NAT sometimes blocking connections.
-
Hi,
I've recently deployed pfSense as our main office gateway and it's mostly been a success, however I'm getting some odd connection issues with some websites. Most stuff is working fine, but specific sites will either timeout or load with some/all their JS/CSS timing out. The problem seems to come-and-go, and once a host has failed it will stay broken for everyone for a while.
I think it has to do with when the browser opens a lot of connections at once, as it only happens to sites with lots (~10+) of different domains loading piles of cruft, and running adblock fixes it. Installing squid has fixed this for non-SSL sites, which leads me to think it's the NAT causing the problem.
For example one of our designers tried to access freepik.com, and everything loaded except stuff from cdns2.freepik.com. If you come back a bit later it might work, come back again and it might not. It's always the same one that fails (cdns1,3 and 4 load fine). Connecting to it from the gateway works fine.
That particular host has been fixed by squid, however the same issue still happens sometimes with some SSL sites, so I'm hoping someone here has seen this issue before or can point me in the right direction for tracking things down.
I have pfSense running in a VM on a linux host with KVM, which is all working fine (once I disabled hardware checksum offload). It has 4 VLANs configured, two for PPPoE wan links and two as LAN networks. Again, this all seems to be working fine. I have gateway groups set, and it seems to be balancing as it should. NAT is all set to auto.
I've disabled the multi-wan stuff for a day and it's had no impact on connectivity issues, and neither upstream link is overloaded. What else should be I doing to debug?
-
you sure its loading stuff from cdns1, 3, 4 etc.. I don't even show those resolving.
I show cdns2.freepik.com pointing to some cnames
;; ANSWER SECTION:
cdns2.freepik.com. 3061 IN CNAME wac.9AA5.edgecastcdn.net.
wac.9AA5.edgecastcdn.net. 3265 IN CNAME gpla1.wac.v2cdn.net.
gpla1.wac.v2cdn.net. 3265 IN A 72.21.91.8The TTLs are only 3600 seconds, 1 hour. So if your having an issue resolving that could cause you problems.
Why do you think NAT has anything to do with it?
-
I could've sworn it was those before, but og well.
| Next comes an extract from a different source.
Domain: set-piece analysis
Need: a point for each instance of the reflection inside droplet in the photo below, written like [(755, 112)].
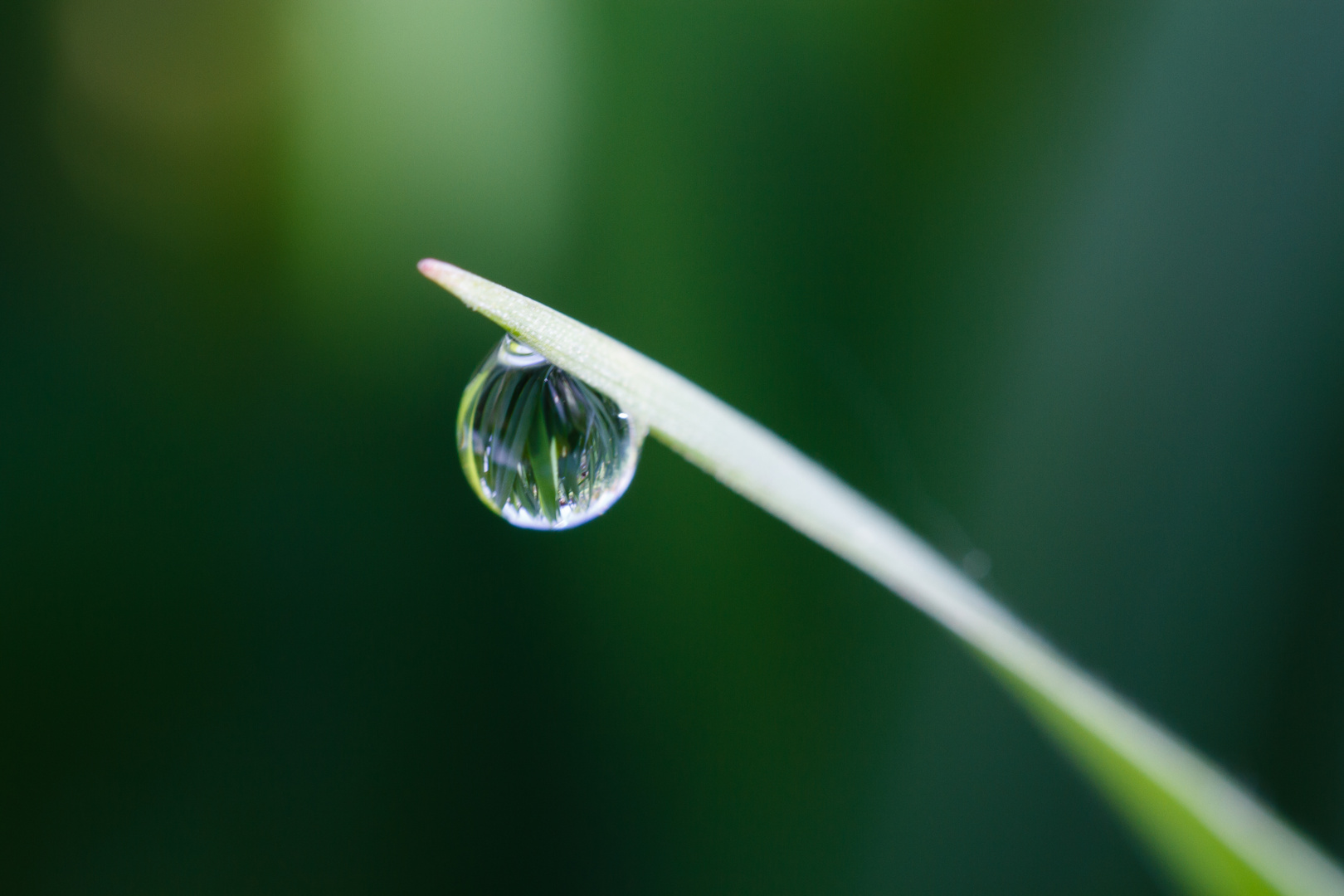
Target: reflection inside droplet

The main issue is some of the time cdns2 (and a bunch of other things) doesn't work through the nat, and sometimes they do.
-
Again what do you think the NAT has to do with it?? Not like pfsense is not going to nat your connection, etc. Are you behind a double nat?
If you have problem with things loading, I would look to your connection being a problem or dns. Are you using the resolve or forwarder? 2.2 defaults to resolver now using unbound, are you using dnssec? Did you make the suggested changes that are all over the board about locking it down from the default setting?
There was a day or so ago someone was having an issue with a osha.gov site - well their dnssec was broken. And it was enabled on pfsense, so it was doing exactly what it was told to do.. If dnssec is not valid - do return results, etc.
-
Again what do you think the NAT has to do with it?? Not like pfsense is not going to nat your connection, etc. Are you behind a double nat?
Sorry I missed the last line of your post.
pfSense is doing NAT, and there's no double NAT or anything. When one of the hosts is failing it won't work from any computer on the LAN, but if I SSH to pfSense it's able to connect and do HTTP queries fine, and squid can also connect fine. Of the differences between connections from the pfSense box and computers on the LAN, the NAT seems the most likely.
If you have problem with things loading, I would look to your connection being a problem or dns. Are you using the resolve or forwarder? 2.2 defaults to resolver now using unbound, are you using dnssec? Did you make the suggested changes that are all over the board about locking it down from the default setting?
There was a day or so ago someone was having an issue with a osha.gov site - well their dnssec was broken. And it was enabled on pfsense, so it was doing exactly what it was told to do.. If dnssec is not valid - do return results, etc.
Using the resolver with dnssec enabled and mostly default. But the domains resolve fine, and as previously mentioned connecting directly from pfSesene itself is fine, so I don't think it's an upstream issue.
-
By time you check it might have been resolved, but the client did not get a answer and neg cached it, so doesn't even ask for it again. Clients all have their own dns cache, browsers have their own cache as well, etc.
If you having an issue from a client with sites (fqdn) do a query from the client for that fqdn, does it resolve? look in the clients local cache with windows you can do it with.
/displaydns Display the contents of the DNS Resolver Cache.
Restart you browser.
To the settings that should be enabled until 2.2.1 makes them default you can check out https://redmine.pfsense.org/issues/4402
If your having issue with the resolver and speed, etc. Try changing over to the old forwarder(dnsmasq) vs resolver (unbound), enable the forwarder mode in resolver, etc. Possible your isp is doing something underhanded with dns queries and that could cause your resolver problems.